With the help of NIR tech­nology, liquid manure can be applied almost as accu­rately as mineral fertiliser.

What role does the sensor tech­nology play in this?

In another example of zone fertil­i­sa­tion, the mineral fertiliser spreader is replaced by a slurry tanker. Near-infrared (NIR) tech­nology can be used to measure ingre­di­ents such as nitrogen, phos­phorus and carbon dioxide (CO₂), allowing liquid manures like slurry to be used almost as precisely and specif­i­cally as mineral fertiliser. Another advan­tage is that it cuts down on CO2 emis­sions.

With all the high-tech, is there still room for mechan­ical weed control?

Yes, and rows can be treated indi­vid­u­ally. Weeds can be mechan­i­cally managed with a hoe, which is guided precisely between the rows by using a camera and a double-acting cylinder on the tractor’s draft link. The system makes it possible to move between rows quickly and achieve a similar level of produc­tivity as when spraying.
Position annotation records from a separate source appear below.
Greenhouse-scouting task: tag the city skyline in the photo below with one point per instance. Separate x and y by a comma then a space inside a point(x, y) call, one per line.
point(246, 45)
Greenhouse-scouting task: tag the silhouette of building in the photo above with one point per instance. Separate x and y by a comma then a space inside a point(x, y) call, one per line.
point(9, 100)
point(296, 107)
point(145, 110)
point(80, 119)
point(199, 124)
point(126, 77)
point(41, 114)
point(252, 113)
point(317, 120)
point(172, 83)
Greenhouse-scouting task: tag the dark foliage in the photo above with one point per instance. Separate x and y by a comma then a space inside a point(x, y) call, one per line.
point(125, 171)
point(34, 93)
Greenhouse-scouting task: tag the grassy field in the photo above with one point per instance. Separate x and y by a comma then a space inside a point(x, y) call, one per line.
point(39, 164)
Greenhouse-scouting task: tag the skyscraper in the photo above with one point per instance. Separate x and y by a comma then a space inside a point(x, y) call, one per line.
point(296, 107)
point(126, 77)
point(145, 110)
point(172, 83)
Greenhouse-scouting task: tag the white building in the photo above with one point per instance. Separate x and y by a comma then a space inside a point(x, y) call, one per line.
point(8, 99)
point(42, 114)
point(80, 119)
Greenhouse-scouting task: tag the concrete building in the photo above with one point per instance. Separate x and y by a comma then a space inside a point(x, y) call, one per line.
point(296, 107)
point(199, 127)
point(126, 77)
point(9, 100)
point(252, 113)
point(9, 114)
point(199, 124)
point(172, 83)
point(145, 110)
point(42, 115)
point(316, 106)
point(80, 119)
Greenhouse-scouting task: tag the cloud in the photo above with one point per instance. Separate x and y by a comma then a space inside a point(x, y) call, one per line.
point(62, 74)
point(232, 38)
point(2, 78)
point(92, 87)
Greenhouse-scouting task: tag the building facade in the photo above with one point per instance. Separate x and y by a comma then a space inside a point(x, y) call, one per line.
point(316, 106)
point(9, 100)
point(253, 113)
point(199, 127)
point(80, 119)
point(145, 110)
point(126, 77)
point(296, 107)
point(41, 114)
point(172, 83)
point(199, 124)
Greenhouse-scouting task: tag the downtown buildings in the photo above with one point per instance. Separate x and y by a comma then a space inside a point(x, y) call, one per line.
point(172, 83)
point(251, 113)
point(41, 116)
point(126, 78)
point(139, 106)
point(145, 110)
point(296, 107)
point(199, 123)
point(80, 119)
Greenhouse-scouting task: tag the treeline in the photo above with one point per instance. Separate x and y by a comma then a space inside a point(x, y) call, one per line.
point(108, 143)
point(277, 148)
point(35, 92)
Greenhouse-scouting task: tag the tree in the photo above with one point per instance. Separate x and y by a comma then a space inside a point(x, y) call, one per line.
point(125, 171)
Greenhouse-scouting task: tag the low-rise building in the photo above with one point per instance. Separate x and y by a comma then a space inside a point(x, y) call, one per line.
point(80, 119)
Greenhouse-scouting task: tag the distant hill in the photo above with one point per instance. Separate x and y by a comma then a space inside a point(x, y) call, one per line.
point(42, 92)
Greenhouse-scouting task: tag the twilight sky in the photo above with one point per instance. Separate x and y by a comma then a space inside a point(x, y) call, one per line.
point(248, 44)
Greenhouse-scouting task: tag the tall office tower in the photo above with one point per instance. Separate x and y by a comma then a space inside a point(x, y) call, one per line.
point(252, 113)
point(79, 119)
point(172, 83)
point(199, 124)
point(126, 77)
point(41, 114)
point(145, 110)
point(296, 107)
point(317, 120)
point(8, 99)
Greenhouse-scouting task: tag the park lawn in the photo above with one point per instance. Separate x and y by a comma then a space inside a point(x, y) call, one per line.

However, hoeing the soil will still produce a level of carbon emis­sion and demon­strates how finding the perfect solu­tion is not always easy.

Let’s take a look into the future. What is possible?

One example is a self-propelled sprayer fitted with 36 cameras that can take pictures of indi­vidual plants and iden­tify them as a weed or a crop plant. This is achieved by a compar­ison of real-time images to a bank of images within the technology’s soft­ware. Plants iden­ti­fied as weeds can then be target sprayed by indi­vidual nozzles, avoiding spraying the crop. A system like this can reduce herbi­cide use by up to 90%.

And how will machinery be oper­ated in the future – will the farmer aspect be replaced?

There are already fully autonomous trac­tors equipped with six special cameras that recog­nise the envi­ron­ment and accord­ingly till the field without anyone in the cab seat. These machines are equipped with a lot of tech­nology and sensors.

But trust is impor­tant; our industry has to earn it and that doesn’t happen overnight, but trust is the essen­tial prereq­ui­site for autonomous systems. It doesn’t mean farmers will no longer have field tasks in the future, but instead they’ll be able to devote them­selves to other tasks, and we can help them make deci­sions with greater certainty.